Strengths of the study include differentiating ischemic and hemorrhagic stroke, HDP subtype, and time period since delivery in assessing the impact of HDP on future stroke risk. Additionally, the current study included up to 17 years of follow-up after childbirth, which allows for time period stratification of relative stroke risk, but the follow-up period still does not encompass middle and older age for the cohort. Continuing to follow the cohort may allow greater understanding of how a history of HDP affects lifetime stroke risk for women. The study uses a large cohort including “approximately 99%” of patients in Taiwan, but external generalizability is unknown. The authors employed exact matching to control for potential confounders; however, doing so excluded over 20% of patients with HDP in the database, which may have skewed the study population towards healthier patients, as “after matching, none of the women had hyperlipidemia, chronic kidney disease, heart failure, valvular disorders, or peripheral vascular disease in the two cohorts” per the authors. Other limitations are inherent to the use of administrative databases, including lack of detailed clinical information.

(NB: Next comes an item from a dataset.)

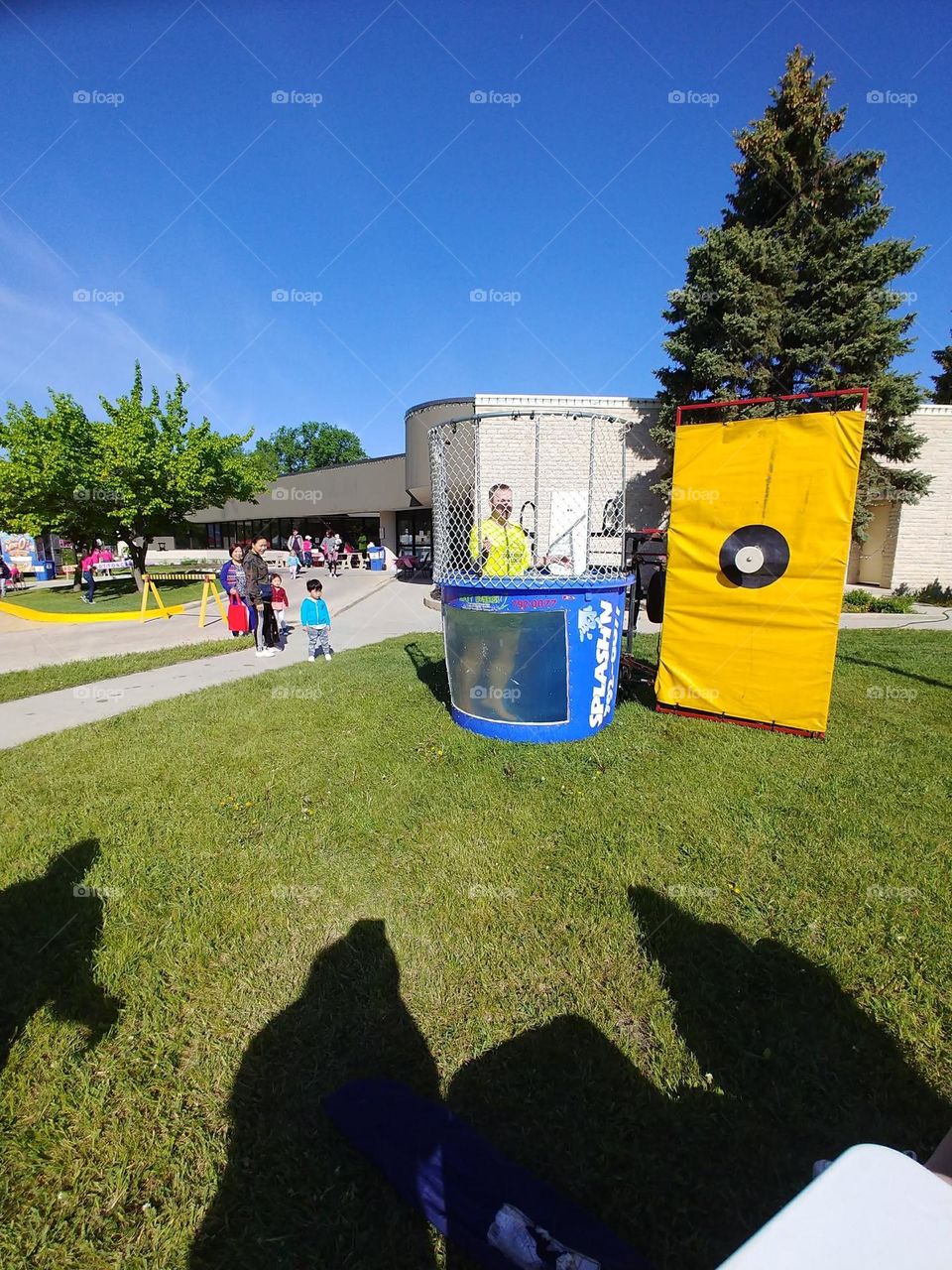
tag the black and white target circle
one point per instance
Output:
(754, 557)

Overall, this study adds to the literature that HDP, particularly preeclampsia, increases the risk of subsequent stroke. The heightened risk persists for years, although with a different pattern for hemorrhagic versus ischemic stroke. Women with a history of HDP should have careful management of other stroke risk factors, and further investigation is needed to identify best medical management to prevent stroke in this high-risk group.